The first Becker-Bassett joint publication appeared in Nature in 1962. It found that the signals used are effective within a certain range and that these ranges are cell- and tissue-specific, and can be narrower or wider, depending on, among other things, the age of the individual and other metabolic parameters. The Becker-Bassett research team first used the term “window” for these intensity ranges back in 1966. Becker summarized his research in his book The Elecromagnetic Body, published in 1985.

1924-1994 C. Andrew L. Bassett

In 1971 at Columbia University, Basset, Pilla, Menning and Cochran created the first external coil device. In 1978, after 20 years of research, Bassett published his work on healing limb fractures with pulsed electromagnets. In 1979, his external coil device was the first to be approved by the FDA. His devices have been used on more than 100,000 people with leg fractures.

1938- Dr Fritz Albert Popp

By the mid-1970s, the Max Planck Institute, in West Germany, had succeeded in producing measuring instruments capable of detecting emitted photons, cell-by-cell. This was the start of our ability to precisely map the body’s electromagnetic activity. 

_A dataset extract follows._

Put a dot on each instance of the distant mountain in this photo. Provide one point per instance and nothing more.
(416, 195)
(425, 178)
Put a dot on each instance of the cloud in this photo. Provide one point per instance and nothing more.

The first summaries of this international research project were published in 1984 and 1989 in the books The Biology of Light and Coherent Photon Storage in Biological Systems — both by Popp, the project leader. Popp is also one of the authors and editors of a third book on the same subject, that summarises relevant research from various universities.

The electromagnetic activities of human and animal organisms, including environmental adaptation processes, and the operating mechanisms of the main information bands, are discussed in Springer’s book, Electromagnetic Biocommunication, published in 1989.

Today, Adam E. Cohen, Atsuko Kobayashi, Joseph L. Kirschvink, in our country Laszlo Lorincz and Mihaly Posfai – among others — are investigating the role of nano biomagnetics in the living organism.